Dual nitrogen-oxygen isotopic analysis and kinetic model for enzymatic nitrate reduction coupled with Fe(II) oxidation by Pseudogulbenkiania sp. strain 2002

While microbially mediated coupling process of nitrate reduction and Fe(II) oxidation (NRFO) plays important role in widespread nitrogen and iron biogeochemical cycles in the natural environments, the underlying mechanism of NRFO is still not clearly understood. Here, N and O isotope fractionation during microbial nitrate reduction by Pseudogulbenkiania sp. strain 2002 with or without Fe(II) were investigated. The nitrate reduction rate decreased substantially in the presence of Fe(II), and cells became encrusted with Fe(III) minerals. However, the N isotope enrichment factors (epsilon) with or without Fe(II) were identical within uncertainty (24.1 +/- 2.4 parts per thousand and 25.1 +/- 2.4 parts per thousand), implying that Fe(II) oxidation had little influence on the extent of N isotope fractionation and that cell encrustation was unlikely to cause additional mass transfer limitation.
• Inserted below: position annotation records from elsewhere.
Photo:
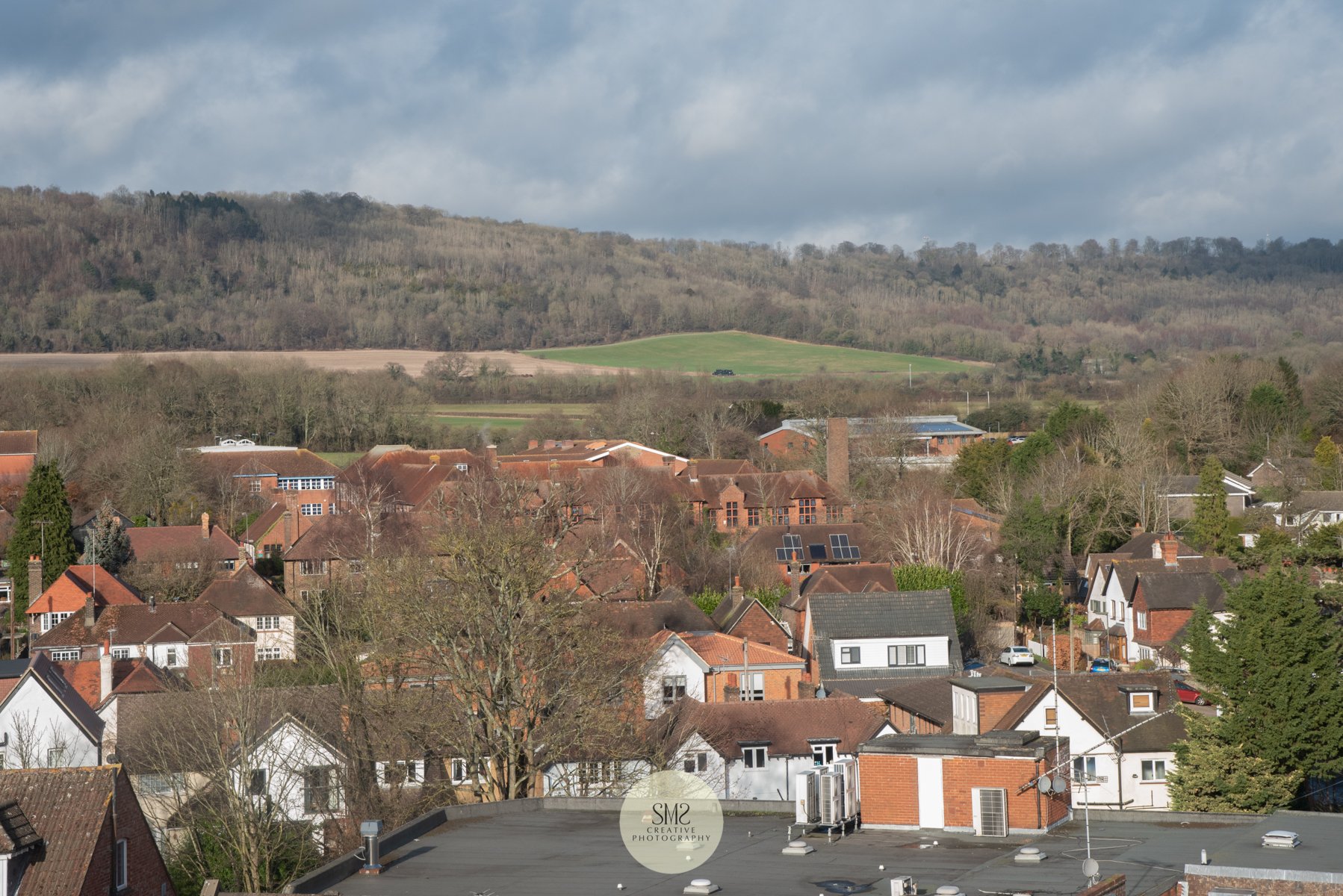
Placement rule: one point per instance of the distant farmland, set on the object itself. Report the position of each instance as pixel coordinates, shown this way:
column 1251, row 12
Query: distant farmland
column 744, row 355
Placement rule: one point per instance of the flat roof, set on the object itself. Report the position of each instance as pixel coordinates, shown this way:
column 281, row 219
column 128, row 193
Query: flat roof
column 565, row 852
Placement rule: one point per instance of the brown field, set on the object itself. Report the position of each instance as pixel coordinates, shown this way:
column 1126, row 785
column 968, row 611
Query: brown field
column 355, row 359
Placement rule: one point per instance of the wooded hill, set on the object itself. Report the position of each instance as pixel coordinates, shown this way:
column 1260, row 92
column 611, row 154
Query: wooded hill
column 141, row 272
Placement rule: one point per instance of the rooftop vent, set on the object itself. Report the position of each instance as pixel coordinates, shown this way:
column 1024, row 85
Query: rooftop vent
column 1282, row 839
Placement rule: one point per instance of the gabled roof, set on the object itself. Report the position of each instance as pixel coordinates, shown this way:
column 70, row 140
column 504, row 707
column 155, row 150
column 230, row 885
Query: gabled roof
column 246, row 594
column 720, row 650
column 140, row 623
column 67, row 809
column 171, row 541
column 786, row 726
column 347, row 535
column 72, row 588
column 1103, row 702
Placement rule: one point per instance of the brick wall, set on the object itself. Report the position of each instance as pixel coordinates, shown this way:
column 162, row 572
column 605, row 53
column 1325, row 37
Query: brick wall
column 146, row 867
column 757, row 626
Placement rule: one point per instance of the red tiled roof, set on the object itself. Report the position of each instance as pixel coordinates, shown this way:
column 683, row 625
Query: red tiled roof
column 72, row 588
column 725, row 650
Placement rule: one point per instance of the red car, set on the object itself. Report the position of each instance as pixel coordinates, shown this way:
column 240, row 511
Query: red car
column 1189, row 695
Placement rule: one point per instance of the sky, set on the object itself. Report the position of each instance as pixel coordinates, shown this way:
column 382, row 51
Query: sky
column 775, row 121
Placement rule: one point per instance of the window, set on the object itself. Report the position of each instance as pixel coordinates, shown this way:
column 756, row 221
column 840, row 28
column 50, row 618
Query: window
column 806, row 512
column 673, row 688
column 907, row 655
column 320, row 790
column 403, row 773
column 121, row 872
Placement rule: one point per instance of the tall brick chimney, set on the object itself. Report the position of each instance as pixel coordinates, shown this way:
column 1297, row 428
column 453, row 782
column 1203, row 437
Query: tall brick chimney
column 837, row 453
column 34, row 578
column 1170, row 550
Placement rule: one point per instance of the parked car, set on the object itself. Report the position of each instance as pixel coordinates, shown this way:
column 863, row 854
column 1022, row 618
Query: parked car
column 1190, row 695
column 1017, row 656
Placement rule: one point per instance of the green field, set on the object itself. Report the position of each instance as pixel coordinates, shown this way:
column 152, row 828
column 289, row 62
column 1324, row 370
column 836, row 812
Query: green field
column 744, row 355
column 508, row 408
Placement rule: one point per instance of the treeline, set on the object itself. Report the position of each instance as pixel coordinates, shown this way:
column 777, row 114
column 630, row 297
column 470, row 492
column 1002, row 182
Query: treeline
column 141, row 272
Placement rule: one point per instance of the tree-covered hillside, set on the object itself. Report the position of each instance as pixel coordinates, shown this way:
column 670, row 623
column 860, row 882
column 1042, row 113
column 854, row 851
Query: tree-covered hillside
column 134, row 272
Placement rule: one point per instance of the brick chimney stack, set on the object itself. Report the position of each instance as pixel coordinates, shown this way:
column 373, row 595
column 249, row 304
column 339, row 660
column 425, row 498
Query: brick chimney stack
column 34, row 578
column 1170, row 550
column 837, row 453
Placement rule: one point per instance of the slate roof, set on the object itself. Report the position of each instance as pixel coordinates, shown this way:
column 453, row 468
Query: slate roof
column 170, row 541
column 789, row 726
column 67, row 808
column 246, row 594
column 72, row 588
column 1183, row 590
column 880, row 615
column 143, row 623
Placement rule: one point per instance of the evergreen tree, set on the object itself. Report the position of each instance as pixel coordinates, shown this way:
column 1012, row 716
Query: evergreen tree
column 43, row 499
column 1327, row 464
column 106, row 541
column 1213, row 528
column 1274, row 667
column 1213, row 774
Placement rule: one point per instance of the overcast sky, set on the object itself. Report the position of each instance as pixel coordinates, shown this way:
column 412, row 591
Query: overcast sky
column 887, row 121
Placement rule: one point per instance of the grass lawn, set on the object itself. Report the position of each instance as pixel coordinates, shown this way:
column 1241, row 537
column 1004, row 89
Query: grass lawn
column 744, row 355
column 520, row 408
column 477, row 422
column 340, row 458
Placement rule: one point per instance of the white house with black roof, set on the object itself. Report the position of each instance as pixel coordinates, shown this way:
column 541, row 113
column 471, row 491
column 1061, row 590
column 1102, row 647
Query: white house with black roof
column 858, row 644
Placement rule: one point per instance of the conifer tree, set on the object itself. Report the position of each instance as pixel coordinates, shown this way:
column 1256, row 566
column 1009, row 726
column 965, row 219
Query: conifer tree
column 1274, row 668
column 43, row 500
column 1213, row 528
column 106, row 541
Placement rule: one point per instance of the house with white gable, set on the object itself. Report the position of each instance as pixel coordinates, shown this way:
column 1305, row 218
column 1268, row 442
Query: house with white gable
column 43, row 721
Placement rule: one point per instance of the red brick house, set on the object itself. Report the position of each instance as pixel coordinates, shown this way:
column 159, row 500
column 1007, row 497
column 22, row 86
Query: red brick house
column 193, row 640
column 974, row 783
column 77, row 832
column 72, row 590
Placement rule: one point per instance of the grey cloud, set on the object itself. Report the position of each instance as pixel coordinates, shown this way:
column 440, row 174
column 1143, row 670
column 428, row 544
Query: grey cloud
column 763, row 121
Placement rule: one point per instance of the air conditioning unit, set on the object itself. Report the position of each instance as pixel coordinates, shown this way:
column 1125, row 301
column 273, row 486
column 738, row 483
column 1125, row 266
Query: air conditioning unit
column 831, row 795
column 809, row 803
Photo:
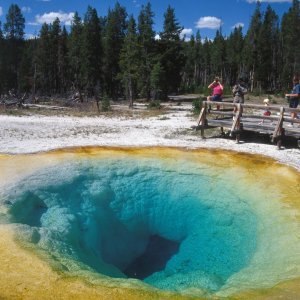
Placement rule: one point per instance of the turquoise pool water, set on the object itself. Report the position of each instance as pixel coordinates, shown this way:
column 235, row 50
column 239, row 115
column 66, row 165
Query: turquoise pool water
column 170, row 223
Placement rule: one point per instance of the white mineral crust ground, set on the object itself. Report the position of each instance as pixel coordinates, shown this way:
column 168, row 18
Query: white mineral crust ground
column 35, row 133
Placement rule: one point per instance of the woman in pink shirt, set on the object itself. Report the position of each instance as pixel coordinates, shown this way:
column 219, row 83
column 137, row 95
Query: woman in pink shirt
column 217, row 89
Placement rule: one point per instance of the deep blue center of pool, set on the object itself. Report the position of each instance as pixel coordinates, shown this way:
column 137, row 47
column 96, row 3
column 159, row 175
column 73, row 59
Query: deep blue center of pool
column 169, row 226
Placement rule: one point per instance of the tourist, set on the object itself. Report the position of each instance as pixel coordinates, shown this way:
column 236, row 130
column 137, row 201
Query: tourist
column 267, row 112
column 238, row 91
column 217, row 91
column 294, row 96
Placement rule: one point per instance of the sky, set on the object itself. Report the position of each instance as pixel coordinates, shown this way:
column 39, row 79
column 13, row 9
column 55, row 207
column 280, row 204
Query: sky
column 205, row 15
Isotopic composition ratios of O-18 to N-15 ((18)epsilon: (15)epsilon) were 0.73 +/- 0.13 with and 0.50 +/- 0.08 without Fe(II), close to reported values for nitrate reduction by periplasmic nitrate reductases, implying that enzymatic nitrate reduction mainly occurs in strain 2002's periplasmic space. A kinetic model based on elementary reactions was established, and rate constants of enzymatic nitrate reducing reactions were obtained in a living cell system. Combining dual N-O isotope fractionation analysis with kinetic modeling is a promising approach for interpreting diverse enzymatic pathways during NRFO processes.